Sidney de Jesus Côco Júnior morreu depois de ser baleado na quadra da São ClementeReprodução
Cerca de duas horas antes de ser assassinado, Sidney usou suas redes sociais para compartilhar postagens contendo a sua localização. As publicações mostravam a estrutura sendo montada para um evento produzido por Sidney. A vítima era produtora de eventos e organizava o local quando um criminoso se aproximou e disparou contra seu peito.
Sidney chegou a ser socorrido e encaminhado ao Hospital Municipal Souza Aguiar, no Centro do Rio, mas chegou sem vida na unidade. Testemunhas disseram aos agentes que um homem entrou na quadra da São Clemente e atirou contra a vítima e fugiu em seguida.
A ocorrência ficou a cargo da Delegacia de Homicídios da Capital (DHC). A especializada investiga uma gravação que mostra um homem atravessando a Avenida Presidente Vargas, na Cidade Nova, região central do Rio, próximo à quadra da São Clemente, onde a vítima foi baleada.
A DHC apura se o homem que foi flagrado correndo é o suspeito de atirar contra Sidney.
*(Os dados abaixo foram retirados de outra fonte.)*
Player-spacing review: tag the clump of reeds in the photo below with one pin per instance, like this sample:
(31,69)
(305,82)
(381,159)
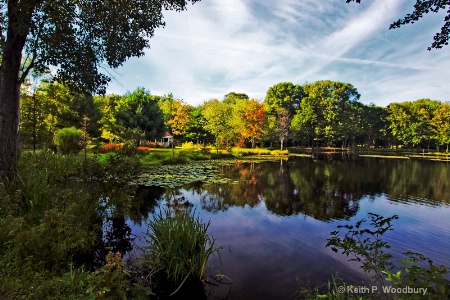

De acordo com as imagens, o suposto autor do crime sobe em uma moto que o esperava no local. Depois, o condutor e o carona desaparecem entre os carros.
Além de ser produtor de eventos, Sidney fazia trabalhos como produtor musical e era um dos líderes comunitários do Morro de São Carlos, no Estácio, região central do Rio. A vítima também trabalhava como assessor na Secretaria Especial de Juventude do Rio. O órgão lamentou a morte do colaborador e destacou que já está dando apoio aos familiares.